$35
Problem 1:
Part a:
The mean pattern vector or centroid for each class was calculated in MATLAB. They are shown below:
Class 1 centroid:
[7.3333, 9.2083, 8.1875, 5.9375, 9.3125, 11.4375, 3.1458, 3.7708] Class 2 centroid:
[5.6666, 5.1250, 5.3750, 6.0625, 4.6458, 4.6041, 7.8958, 9.4375] Class 3 centroid:
[7.3125, 7.2083, 6.7291, 5.9791, 5.3333, 5.4791, 3.7291, 4.2083] Class 4 centroid:
[8.2708, 8.0833, 7.2500, 6.0000, 9.1875, 9.6250, 6.4166, 7.4375]
Part b:
Using Euclidean distance, the pattern vector that is farthest from the class mean was found using MATLAB, shown below:
Class 1:
[12 9 7 13 13 8 3 2]
Class 2:
[6 6 4 16 4 4 4 14]
Class 3:
[6 6 5 5 4 4 0 2]
Class 4:
[2 3 12 7 8 12 7 8]
Part c:
It is difficult to distinguish between the 4 classes using histograms with frequencies overlapped on top of each other. So, to analyze the features and their usefulness, I opted to visualizing them side-by-side using subplots in MATLAB. For all 8 features, I have computed the overlapped histogram frequencies and the subplots. They are shown below:
No single feature is perfect for distinguishing between all 4 classes, as all of the features have some degree of overlap in feature values for a given feature. Useful features are those with the least overlap between classes, i.e they have the greatest inter-class variability.

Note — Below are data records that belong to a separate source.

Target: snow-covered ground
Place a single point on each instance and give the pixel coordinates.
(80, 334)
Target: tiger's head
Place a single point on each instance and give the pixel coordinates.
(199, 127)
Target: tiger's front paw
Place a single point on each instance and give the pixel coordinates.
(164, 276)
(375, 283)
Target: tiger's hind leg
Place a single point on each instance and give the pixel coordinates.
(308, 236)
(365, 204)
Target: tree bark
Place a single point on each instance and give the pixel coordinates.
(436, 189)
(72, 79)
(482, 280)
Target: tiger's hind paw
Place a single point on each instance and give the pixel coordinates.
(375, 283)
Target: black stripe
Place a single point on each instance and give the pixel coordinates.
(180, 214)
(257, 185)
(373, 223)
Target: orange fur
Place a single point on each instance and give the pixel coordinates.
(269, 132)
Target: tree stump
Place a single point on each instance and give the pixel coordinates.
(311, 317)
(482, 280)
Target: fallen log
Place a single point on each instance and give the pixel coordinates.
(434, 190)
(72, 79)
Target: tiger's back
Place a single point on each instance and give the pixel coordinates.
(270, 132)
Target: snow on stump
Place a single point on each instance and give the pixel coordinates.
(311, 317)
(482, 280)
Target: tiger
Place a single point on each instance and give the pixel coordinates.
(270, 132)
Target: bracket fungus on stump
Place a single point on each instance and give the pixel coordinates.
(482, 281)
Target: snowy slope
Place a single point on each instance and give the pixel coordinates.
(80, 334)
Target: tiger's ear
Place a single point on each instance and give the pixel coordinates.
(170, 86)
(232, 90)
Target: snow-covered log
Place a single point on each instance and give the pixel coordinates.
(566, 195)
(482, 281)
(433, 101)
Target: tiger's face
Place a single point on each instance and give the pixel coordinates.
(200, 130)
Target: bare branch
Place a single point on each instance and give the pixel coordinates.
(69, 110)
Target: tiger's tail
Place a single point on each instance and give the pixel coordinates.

Feature 2 is useful for this exact reason: Relative to othe classes, class 1 has more patterns with feature values between 13-15; class 2 has many patterns with feature values between 2-5; class 3 has many patterns with feature values between 7-8; class 4 has many patterns with feature values between 9-10. Feature 5 is useful for distinguishing between class 2 and class 4: class 2 has many patterns with feature values between 3-7; class 4 has many paterns with feature values between 7-12.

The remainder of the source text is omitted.